Biografía: Narrador Chileno. Más información del autor en http://emiliovilchespino.blogspot.com/


¿Cristal, Pilsen o Cuzqueña? por Orlando Mazeyra Guillen
Publicado originalmente en Cinosargo el 09/10/2009

TODAVÍA me parecía mentira que habíamos llegado hasta allí para que el enamorado de Patricia y yo nos
conociéramos. Patricia fue la primera en ingresar, la siguió el gordo y yo le puse fin a esa fila india saludando
a Paco antes pisar el bar. El amplio local, como siempre, se insinuaba lóbrego y plagado de coloquios frívolos
que expelían licor y tabaco, sólo quedaban un par de mesas libres. Al fondo, en el extremo izquierdo, había un
tipo que nos daba la espalda, estaba acodado en el mostrador y platicaba animadamente con el «tío
Leopoldo» —así llamábamos cariñosamente al dueño del local; lo único que sabíamos de él era que había
nacido en Rosario, Argentina y que radicaba en el Perú desde hace aproximadamente unos cinco años atrás,
por motivos que él siempre se empeñó en ocultar con obstinación puritana—; mientras éste, instalado en el
banquillo más alto de todo el bar, limpiaba con un paño húmedo algunos de los cuadros que formaban un
abanico de imágenes que atiborraban las amarillentas paredes del local.

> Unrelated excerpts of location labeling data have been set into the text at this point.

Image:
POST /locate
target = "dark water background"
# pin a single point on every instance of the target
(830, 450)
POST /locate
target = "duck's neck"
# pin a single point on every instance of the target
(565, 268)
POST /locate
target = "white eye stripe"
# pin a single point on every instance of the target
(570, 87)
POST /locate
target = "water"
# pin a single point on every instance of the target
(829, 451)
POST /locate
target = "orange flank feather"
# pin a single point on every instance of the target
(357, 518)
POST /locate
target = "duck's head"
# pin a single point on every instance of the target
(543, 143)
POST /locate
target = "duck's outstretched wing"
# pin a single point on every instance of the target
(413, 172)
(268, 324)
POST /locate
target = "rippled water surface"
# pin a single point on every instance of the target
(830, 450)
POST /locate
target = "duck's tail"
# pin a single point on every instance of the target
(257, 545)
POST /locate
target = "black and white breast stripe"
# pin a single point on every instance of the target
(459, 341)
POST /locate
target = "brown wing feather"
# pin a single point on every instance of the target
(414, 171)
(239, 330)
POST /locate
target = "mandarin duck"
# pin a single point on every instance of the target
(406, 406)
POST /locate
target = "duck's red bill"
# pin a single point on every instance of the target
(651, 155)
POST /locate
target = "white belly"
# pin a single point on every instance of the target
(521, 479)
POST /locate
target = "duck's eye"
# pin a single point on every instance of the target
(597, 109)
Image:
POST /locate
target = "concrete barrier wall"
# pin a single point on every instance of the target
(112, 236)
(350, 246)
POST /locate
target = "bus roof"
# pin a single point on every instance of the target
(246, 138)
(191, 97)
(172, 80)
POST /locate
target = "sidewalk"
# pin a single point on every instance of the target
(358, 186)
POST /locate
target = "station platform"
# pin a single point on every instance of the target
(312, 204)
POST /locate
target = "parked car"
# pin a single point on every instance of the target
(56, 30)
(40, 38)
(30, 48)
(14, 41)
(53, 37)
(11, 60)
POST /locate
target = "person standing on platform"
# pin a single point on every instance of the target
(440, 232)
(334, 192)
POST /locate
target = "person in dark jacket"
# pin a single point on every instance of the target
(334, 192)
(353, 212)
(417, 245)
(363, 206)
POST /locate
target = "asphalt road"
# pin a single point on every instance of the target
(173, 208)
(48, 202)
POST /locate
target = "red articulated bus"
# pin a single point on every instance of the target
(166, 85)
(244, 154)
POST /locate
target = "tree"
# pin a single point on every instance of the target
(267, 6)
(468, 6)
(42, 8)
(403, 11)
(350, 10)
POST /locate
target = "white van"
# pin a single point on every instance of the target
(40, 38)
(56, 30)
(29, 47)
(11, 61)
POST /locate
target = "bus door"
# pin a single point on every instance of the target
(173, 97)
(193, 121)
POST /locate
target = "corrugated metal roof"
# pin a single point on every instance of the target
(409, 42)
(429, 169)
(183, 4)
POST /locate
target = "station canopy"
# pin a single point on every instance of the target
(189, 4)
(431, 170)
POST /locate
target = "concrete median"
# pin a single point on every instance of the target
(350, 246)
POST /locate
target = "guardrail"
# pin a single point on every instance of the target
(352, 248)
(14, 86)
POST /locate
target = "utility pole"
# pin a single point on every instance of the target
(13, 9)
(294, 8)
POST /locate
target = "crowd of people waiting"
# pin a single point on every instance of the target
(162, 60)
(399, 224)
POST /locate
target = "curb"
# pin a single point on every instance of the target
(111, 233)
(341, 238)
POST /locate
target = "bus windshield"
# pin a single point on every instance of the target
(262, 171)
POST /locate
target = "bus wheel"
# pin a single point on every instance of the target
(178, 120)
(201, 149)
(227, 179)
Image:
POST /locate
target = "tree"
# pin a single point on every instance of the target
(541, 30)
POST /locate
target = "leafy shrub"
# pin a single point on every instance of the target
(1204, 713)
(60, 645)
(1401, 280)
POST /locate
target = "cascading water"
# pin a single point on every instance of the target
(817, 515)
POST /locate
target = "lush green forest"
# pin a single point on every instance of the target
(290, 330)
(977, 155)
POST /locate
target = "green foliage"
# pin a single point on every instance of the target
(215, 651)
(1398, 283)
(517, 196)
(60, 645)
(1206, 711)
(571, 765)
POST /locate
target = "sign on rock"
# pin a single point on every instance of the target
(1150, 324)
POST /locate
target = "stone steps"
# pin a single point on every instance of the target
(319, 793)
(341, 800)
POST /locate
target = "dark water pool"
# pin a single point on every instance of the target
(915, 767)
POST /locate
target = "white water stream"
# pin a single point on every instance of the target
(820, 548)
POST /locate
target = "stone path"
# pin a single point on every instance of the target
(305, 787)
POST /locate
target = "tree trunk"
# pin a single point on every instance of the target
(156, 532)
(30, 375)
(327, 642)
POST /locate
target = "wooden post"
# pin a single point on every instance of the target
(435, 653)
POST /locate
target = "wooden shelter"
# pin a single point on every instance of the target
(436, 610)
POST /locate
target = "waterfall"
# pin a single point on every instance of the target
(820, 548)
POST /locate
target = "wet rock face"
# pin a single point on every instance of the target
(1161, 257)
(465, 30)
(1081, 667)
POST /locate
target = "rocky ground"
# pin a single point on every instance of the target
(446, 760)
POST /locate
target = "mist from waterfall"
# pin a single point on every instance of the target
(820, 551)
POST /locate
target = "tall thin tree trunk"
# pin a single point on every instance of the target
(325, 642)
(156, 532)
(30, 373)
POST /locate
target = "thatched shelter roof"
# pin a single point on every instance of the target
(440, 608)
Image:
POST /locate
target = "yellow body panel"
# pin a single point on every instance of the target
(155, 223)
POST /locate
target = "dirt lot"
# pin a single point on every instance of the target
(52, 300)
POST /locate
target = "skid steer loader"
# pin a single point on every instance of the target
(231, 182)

Dichos cuadros no eran más que
fotos enmarcadas de grandes personajes argentinos: aparecía Carlos Gardel con guitarra y sombrero, Julio
Cortázar fumando un humeante habano, la rugosa imagen de José Hernández tomándose la copiosa barba,
Ernesto Che Guevara con esa mítica boina ornada por una fulgurante estrella solitaria, Diego Armando
Maradona enfundado en la casaquilla azulina del Nápoles, César Luis Menotti con un balón de fútbol apoyado
en su cintura, y otros tantos que no conozco.
—¡Alonso! —gritó Patricia, e inmediatamente el tipo que nos daba la espalda volteó y, sonriendo
efusivamente, abrió los brazos. Ella, abrumada por la emoción, corrió hacia él y justo antes de llegar, resbaló
con el casco vacío de una botella de cerveza que descansaba en medio del suelo, pero él logró atajarla antes
de que ella rozara el suelo. La tomó de la cintura, la aferró con violencia a su cuerpo y le dio un beso tan largo
y exagerado que hizo que todos los anónimos bebedores de las mesas del local interrumpieran sus
conversaciones y libaciones para espectar en silencio a la llamativa pareja que, ciertamente, empezó a causar
sensación.
—¡Che, pará de una vez! —le gritó el tío Leopoldo al tipo llamado Alonso, mostrando un gesto complaciente—.
Acaso querés asfixiarla, ¡dejála!, porque le podés arrancar los labios a la pobre mina.
El gordo y yo nos quedamos casi en la entrada observando —como lo seguían haciendo todos los
circunstantes— a Patricia en los brazos del sujeto de la barra. Cuando por fin la soltó, empezó a acariciarle los
hombros mientras le hablaba al oído. Ella sonreía y le aliñaba las cejas con esa delicadeza que sólo tienen las
mujeres.
—Van a pasar o se van a quedar parados como un par de giles —nos dijo el tío Leopoldo con una severidad
terminante.
El gordo le sonrió nerviosamente, luego me miró y me largó la invitación que yo no quería recibir:
—Vamos, te voy a presentar a Alonso.
— Ya —le alcancé a decir sin muchos bríos y con ganas de un buen trago; y es que cuando vi a Patricia,
atrapada en los brazos de ese tipo, intuí que, en realidad, ella siempre me había gustado… Hay cosas y
sensaciones íntimas que me sacuden el cuerpo y que nunca he alcanzado a entender: en esos momentos, por
ejemplo, me sentía ¡decepcionado! Sí, estaba decepcionado sin tener un fundamento válido. «¿Por qué
diablos me has decepcionado? —pensé, apesadumbrado—. Patricia eres una pobre ramera.»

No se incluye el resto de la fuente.